Not only is the bar wide, but on the far bank the river is still carving into the land, undermining enormous old growth trees which then fall into the fast moving water and, lodged there, further intensifying the flow against the gravel banks. It is very beautiful on this mid February winter’s day and it is not easy to separate what is natural river formation and what is out of the ordinary. Our usual interaction with the river is a micro-second glance in our peripheral vision as we drive over the highway bridge, or we may visit a park and gaze at a waterfall, at a small section of the greater whole, with minimum understanding. We see it in a small bite of time and space and assume that what we see is business as usual.



I visited the Englishman once in the Fall when the river was a raging torrent; so powerful, so aggressive, like an enormous jet from a fire hose as it tore at its banks and tossed whole trees down the falls. Normal or exceptional? Normal for the present or in the past as well? I only have to go to 'Google Earth' and have a look at the big picture to realize that the forested banks are but a thin corridor shielding the river from human settlement and that the upper watershed in the shadow of Mount Arrowsmith has, like nearly all of central Vancouver island been stripped of much of its vegetation. Helicopter logging of old growth trees, so essential for the health of the river and its related communities, is still going on in the as yet less damaged upper reaches of tributaries and nearly a third of the watershed is in private hands and subject to continued logging. With extreme weather events, which are becoming more common, there is nothing much to slow the runoff. This wide gravel bar, that gnawed far bank, these enormous trees with their roots anchoring them in the stream may not be normal at all.

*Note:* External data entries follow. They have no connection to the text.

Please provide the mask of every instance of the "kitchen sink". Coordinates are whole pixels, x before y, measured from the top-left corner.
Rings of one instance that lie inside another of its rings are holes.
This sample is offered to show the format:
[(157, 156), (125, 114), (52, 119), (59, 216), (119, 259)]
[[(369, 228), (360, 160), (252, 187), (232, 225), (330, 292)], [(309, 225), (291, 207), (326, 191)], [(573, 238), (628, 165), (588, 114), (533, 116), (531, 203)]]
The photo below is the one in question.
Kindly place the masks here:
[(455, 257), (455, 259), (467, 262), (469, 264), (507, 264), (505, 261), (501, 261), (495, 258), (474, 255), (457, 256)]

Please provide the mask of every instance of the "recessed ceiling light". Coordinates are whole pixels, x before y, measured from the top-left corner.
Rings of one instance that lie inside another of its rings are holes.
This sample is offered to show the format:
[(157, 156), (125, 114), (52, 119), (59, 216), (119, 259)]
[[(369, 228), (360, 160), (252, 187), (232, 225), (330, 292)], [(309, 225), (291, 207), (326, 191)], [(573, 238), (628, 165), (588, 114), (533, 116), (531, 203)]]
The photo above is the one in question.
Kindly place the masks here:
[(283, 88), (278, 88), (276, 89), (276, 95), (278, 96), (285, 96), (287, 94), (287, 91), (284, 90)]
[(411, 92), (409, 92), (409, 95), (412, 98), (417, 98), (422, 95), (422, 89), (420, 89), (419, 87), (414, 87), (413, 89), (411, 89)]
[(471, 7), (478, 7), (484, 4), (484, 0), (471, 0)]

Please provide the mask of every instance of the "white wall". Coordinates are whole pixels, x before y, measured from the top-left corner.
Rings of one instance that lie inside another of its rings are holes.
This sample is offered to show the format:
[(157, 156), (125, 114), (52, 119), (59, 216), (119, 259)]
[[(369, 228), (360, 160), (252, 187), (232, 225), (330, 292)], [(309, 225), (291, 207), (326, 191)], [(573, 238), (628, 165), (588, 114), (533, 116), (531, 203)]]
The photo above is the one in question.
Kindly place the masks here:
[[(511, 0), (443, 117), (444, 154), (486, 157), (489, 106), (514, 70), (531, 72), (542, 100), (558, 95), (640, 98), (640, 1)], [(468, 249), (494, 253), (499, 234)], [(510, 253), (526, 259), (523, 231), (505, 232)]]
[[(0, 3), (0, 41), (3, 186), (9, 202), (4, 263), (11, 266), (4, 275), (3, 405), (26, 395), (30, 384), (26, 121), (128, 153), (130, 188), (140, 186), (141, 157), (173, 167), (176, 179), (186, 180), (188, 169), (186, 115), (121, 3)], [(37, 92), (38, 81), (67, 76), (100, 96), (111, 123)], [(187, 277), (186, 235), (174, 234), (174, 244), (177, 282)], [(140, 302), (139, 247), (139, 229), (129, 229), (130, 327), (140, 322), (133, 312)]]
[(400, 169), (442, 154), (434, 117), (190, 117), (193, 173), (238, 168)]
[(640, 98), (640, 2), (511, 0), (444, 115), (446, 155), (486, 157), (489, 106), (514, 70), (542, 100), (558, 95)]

It also turns out that even some of what I see before my eyes is actually artificial: those tangles of logs along the bank, below which Steelhead lie waiting to rush out for the hook, have been constructed and are held in place by steel cables, and the boulders I slipped over fording the river have been put into place by an excavator. There has been a lot of careful work done here by many levels of government and NGOs to save the lower reaches of the river. The fishing that I am helping with today is not for sport but is part an earnest effort to bring the Englishman back to the world class angling stream that it once was.

A river is a fairly simple phenomenon: water runs down hill until it reaches equilibrium; so this river will continue to do that into the distant geological future. It just may not always be what we would like in our present day human context. For now, it supplies fresh water to coastal communities at little cost, and if the fishing can be improved it will be a valuable economic resource once more and the presence of those mighty Steelhead a balm to our lives. We think of nature as a resource for all our many needs and we treat it as such. Draw out too much too fast from the capital however and what seems so limitless will fail us. The establishment of protected zones along the main course of the Englishman and in the estuary, all the investment in time and money by many organizations and individuals, is such a valuable attempt to counterbalance what otherwise seems a hopeless and irreversible trend.


There is nothing inherently wrong with the reality of rivers and the natural world, but there is something rather awkward about human beings, or at least this last destructive wave of human settlement over the past one hundred and fifty years. We need to think of the river as a single unit, from source to ocean rather than a series of emergency parts; repairing one, while permitting logging in another. We need to see the river as a totality: an old growth forest and complex community of beings including its fish, as well as fresh water for our human communities. The Englishman River with its long history and present problems is held up before our eyes and its future welfare is closely tied to our own.